「なんとなく」の知識にさらば! 一流マーケターが知ってる基礎知識【ビジネス動画5選】
マーケターが身につけるべきスキルや知識は拡大している。一方で、日々の業務に忙殺されて、なかなかまとまった学習の時間を得られないことに悩んでいる方も多いだろう。今回は、大手事業会社やコンサルティングファームで経営戦略やマーケティングに従事し、グロービスで戦略・マーケティング領域の講師として登壇し、自身も実務家として定額制動画学習サービス「GLOBIS 学び放題」のBtoC事業をリードする下道陽平氏に、マーケターのスキルアップに役立つ学習法についてお話を聞き、5つのおすすめ動画を紹介してもらった。
「マーケティングの全体像把握」は必須スキル
20~30代のマーケターが今後、キャリアアップをしていくには、どんな知識が必要なのだろうか。下道氏は、「まずはマーケティングの全体像を学ぶことが重要」だと話す。これは、下道氏自身の実体験にも通じている。
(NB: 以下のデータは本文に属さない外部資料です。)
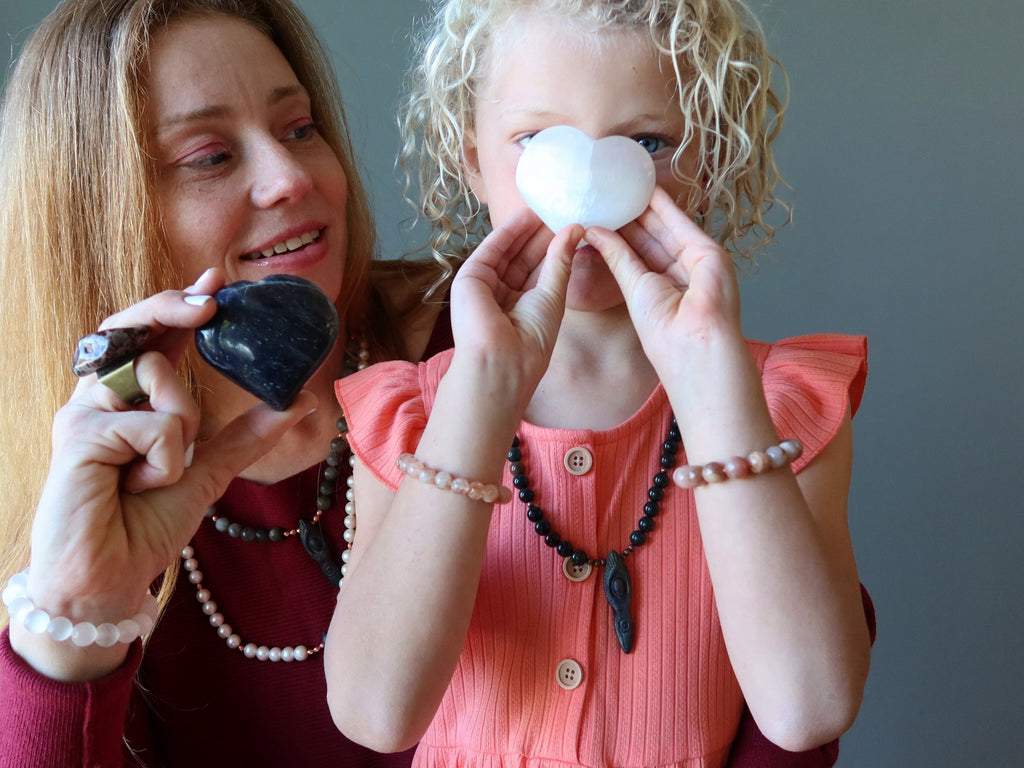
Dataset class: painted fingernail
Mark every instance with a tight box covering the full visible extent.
[184,266,213,293]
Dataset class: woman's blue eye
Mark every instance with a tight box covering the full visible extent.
[188,152,228,168]
[288,123,316,141]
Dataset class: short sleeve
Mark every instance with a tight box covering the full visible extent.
[751,334,867,472]
[335,350,452,489]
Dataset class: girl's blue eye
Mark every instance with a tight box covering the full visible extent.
[637,136,669,155]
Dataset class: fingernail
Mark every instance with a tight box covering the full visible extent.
[184,266,213,293]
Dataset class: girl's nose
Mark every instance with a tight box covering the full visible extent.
[251,140,312,208]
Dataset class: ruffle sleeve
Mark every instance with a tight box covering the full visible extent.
[335,350,452,489]
[750,334,867,472]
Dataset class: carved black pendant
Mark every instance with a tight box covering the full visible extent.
[299,520,341,587]
[604,550,634,653]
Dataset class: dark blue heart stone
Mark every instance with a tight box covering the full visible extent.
[196,274,338,411]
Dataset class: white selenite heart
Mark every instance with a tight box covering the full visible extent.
[515,125,654,232]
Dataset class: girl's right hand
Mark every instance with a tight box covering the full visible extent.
[451,209,583,409]
[11,270,314,680]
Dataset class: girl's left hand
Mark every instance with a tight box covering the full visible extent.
[585,187,741,368]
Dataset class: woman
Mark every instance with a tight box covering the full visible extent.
[0,0,442,767]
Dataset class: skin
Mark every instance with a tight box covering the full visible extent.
[11,16,347,681]
[326,6,869,751]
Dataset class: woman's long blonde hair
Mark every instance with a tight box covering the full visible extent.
[0,0,380,626]
[400,0,788,282]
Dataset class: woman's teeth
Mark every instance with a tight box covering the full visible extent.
[244,229,321,261]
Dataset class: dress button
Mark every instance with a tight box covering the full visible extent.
[563,445,594,475]
[562,557,594,582]
[555,658,583,690]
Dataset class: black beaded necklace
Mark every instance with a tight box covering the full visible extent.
[508,418,682,653]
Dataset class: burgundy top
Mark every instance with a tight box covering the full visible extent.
[0,305,872,768]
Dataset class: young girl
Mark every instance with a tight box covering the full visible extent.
[326,0,869,766]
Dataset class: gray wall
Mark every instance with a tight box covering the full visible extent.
[0,0,1024,768]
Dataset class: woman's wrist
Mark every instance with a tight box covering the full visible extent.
[3,570,158,682]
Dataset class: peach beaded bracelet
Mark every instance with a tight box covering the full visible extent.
[395,454,512,504]
[672,439,804,488]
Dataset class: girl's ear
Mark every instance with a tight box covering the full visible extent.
[462,130,487,205]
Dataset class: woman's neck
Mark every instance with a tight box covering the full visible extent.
[526,305,657,429]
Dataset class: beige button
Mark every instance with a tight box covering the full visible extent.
[562,557,594,582]
[555,658,583,690]
[564,446,594,475]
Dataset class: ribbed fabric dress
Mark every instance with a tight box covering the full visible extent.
[337,335,866,768]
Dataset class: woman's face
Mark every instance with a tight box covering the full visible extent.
[147,15,348,299]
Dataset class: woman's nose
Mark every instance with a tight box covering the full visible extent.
[251,139,312,208]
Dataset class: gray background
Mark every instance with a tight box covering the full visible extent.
[0,0,1024,768]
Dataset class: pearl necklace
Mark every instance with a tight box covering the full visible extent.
[181,339,370,663]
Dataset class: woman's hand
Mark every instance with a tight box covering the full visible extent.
[586,187,741,380]
[452,209,583,408]
[11,271,314,680]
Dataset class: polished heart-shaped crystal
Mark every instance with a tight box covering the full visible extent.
[515,125,655,232]
[196,274,338,411]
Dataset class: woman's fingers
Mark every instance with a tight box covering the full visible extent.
[167,390,318,509]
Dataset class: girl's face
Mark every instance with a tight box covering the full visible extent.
[147,15,348,300]
[466,11,695,310]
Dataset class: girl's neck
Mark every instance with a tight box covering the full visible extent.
[525,305,657,430]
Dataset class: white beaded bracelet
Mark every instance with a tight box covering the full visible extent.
[3,568,157,648]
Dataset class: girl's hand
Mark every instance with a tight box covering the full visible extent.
[586,187,741,371]
[12,272,314,679]
[452,204,583,408]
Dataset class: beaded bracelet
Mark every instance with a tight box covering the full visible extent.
[3,568,157,648]
[672,439,804,488]
[395,454,512,504]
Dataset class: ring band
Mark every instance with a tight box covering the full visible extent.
[71,326,150,376]
[97,357,150,406]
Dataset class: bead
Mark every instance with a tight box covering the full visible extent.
[95,622,121,648]
[71,622,96,648]
[765,445,790,469]
[46,616,74,643]
[723,456,751,480]
[700,462,726,482]
[746,451,771,474]
[22,608,50,635]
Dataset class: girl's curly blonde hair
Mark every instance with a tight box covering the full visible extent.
[399,0,788,280]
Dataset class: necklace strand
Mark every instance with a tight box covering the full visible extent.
[181,339,370,663]
[508,417,682,653]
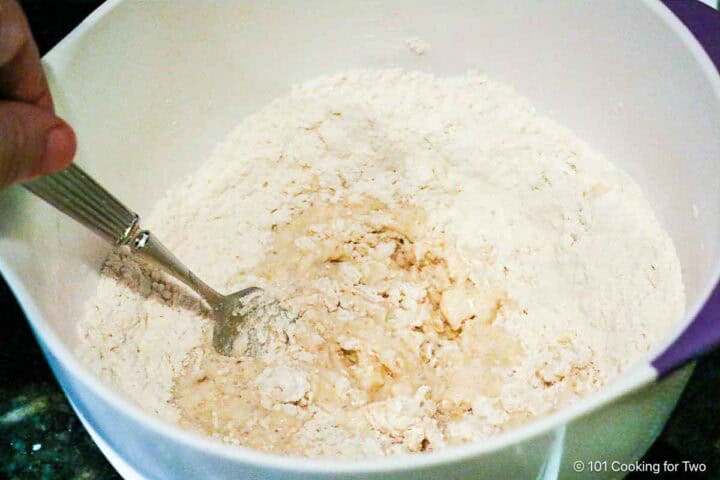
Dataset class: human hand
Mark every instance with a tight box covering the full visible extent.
[0,0,76,187]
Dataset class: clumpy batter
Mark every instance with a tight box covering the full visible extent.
[80,70,684,458]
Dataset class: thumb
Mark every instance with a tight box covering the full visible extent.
[0,102,76,187]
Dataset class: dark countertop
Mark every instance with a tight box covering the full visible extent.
[0,0,720,480]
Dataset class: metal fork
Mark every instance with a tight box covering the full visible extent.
[24,164,262,355]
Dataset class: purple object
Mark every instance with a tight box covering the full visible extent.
[652,0,720,377]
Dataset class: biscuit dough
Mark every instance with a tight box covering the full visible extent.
[79,70,684,458]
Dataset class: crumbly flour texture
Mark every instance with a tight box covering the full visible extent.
[79,70,684,458]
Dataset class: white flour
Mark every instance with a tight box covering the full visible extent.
[80,70,684,458]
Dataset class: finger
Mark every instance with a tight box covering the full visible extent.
[0,0,53,111]
[0,102,76,187]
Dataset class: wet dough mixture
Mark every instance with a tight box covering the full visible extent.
[79,70,684,458]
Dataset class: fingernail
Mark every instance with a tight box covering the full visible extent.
[34,125,76,175]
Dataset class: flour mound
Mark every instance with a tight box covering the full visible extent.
[79,70,684,458]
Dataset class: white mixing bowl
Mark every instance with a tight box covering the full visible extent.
[0,0,720,479]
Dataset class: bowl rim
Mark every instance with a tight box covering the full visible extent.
[5,0,720,474]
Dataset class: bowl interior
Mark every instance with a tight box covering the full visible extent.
[0,0,720,420]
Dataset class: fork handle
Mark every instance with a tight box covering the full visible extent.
[24,164,222,306]
[24,164,139,245]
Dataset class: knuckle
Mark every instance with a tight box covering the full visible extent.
[0,112,27,185]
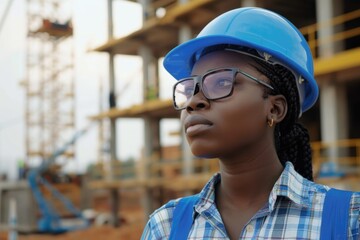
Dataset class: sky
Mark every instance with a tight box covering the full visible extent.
[0,0,179,179]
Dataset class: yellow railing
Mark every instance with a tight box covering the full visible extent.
[88,138,360,189]
[300,9,360,57]
[311,139,360,176]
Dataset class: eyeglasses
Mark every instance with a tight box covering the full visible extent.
[173,68,274,110]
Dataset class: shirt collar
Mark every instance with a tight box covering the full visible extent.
[195,162,311,213]
[269,162,311,211]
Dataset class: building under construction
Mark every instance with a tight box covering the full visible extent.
[0,0,360,239]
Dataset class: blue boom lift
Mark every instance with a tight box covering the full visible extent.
[27,126,91,233]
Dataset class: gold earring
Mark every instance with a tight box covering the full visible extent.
[268,118,274,127]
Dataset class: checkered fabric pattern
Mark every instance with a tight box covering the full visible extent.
[141,162,360,240]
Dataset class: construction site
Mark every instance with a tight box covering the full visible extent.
[0,0,360,240]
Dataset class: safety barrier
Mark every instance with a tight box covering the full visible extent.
[300,9,360,57]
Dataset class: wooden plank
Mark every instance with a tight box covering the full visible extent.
[314,47,360,77]
[90,99,179,121]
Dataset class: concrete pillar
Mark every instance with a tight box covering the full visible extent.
[107,0,120,227]
[316,0,348,162]
[139,46,161,218]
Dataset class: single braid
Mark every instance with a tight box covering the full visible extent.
[255,60,313,181]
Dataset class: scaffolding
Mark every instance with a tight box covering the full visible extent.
[24,0,75,166]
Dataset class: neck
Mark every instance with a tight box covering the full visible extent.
[218,142,283,207]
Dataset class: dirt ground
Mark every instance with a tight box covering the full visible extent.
[9,224,143,240]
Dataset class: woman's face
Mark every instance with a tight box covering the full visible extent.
[181,51,269,158]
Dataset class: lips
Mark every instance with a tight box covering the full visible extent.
[184,115,213,135]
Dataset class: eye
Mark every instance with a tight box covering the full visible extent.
[215,78,232,88]
[184,86,194,98]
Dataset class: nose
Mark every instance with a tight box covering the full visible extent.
[186,83,210,112]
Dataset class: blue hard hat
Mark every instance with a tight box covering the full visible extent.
[164,7,319,116]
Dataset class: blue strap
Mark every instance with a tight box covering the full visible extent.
[169,195,199,240]
[320,189,352,240]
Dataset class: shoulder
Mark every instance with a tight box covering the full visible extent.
[146,198,182,239]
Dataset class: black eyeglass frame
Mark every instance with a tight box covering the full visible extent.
[173,68,274,110]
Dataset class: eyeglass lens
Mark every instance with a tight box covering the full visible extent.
[174,69,235,109]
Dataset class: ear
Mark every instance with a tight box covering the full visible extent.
[267,95,287,123]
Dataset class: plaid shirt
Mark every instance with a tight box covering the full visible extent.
[141,162,360,240]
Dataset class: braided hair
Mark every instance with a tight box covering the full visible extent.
[255,59,313,181]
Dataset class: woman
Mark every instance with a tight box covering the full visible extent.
[142,8,360,239]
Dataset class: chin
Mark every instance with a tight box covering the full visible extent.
[191,148,216,158]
マーケティング・プランナーとしてキャリアをスタートした下道氏。当時、マーケティングの全体像を理解しないまま、クライアントのコンペに参加し、「おもしろくてインパクトのあるキャンペーン」を提案していたが、勝率が想定より低かったという。新卒で入社した企業に勤めていた20代後半にグロービス経営大学院に入学し、マーケティングの全体像を理解してからは、提案の質そのものが大きく変わり、勝率が上がったという。
クライアント企業の市場環境、ターゲットとしている顧客像と目指すポジショニング、それを実現するためのコミュニケーションというように、一貫したストーリーのもと、精度の高い施策を提案できるようになり、コンペの勝率が明らかに上がりました(下道氏)
20~30代の若手マーケターの場合、大企業であるほど、その会社のマーケティング活動の一部のみを担当していることが多い。そのため、担当部分の実務作業については詳しくなっても、その仕事がマーケティング戦略全体の中でどんな意義があるのか把握できていないことも多いという。
マーケティングの全体像を理解して、戦略を構築し、実施までつなげていける人の価値は高く、キャリア形成の幅も広がると下道氏は言う。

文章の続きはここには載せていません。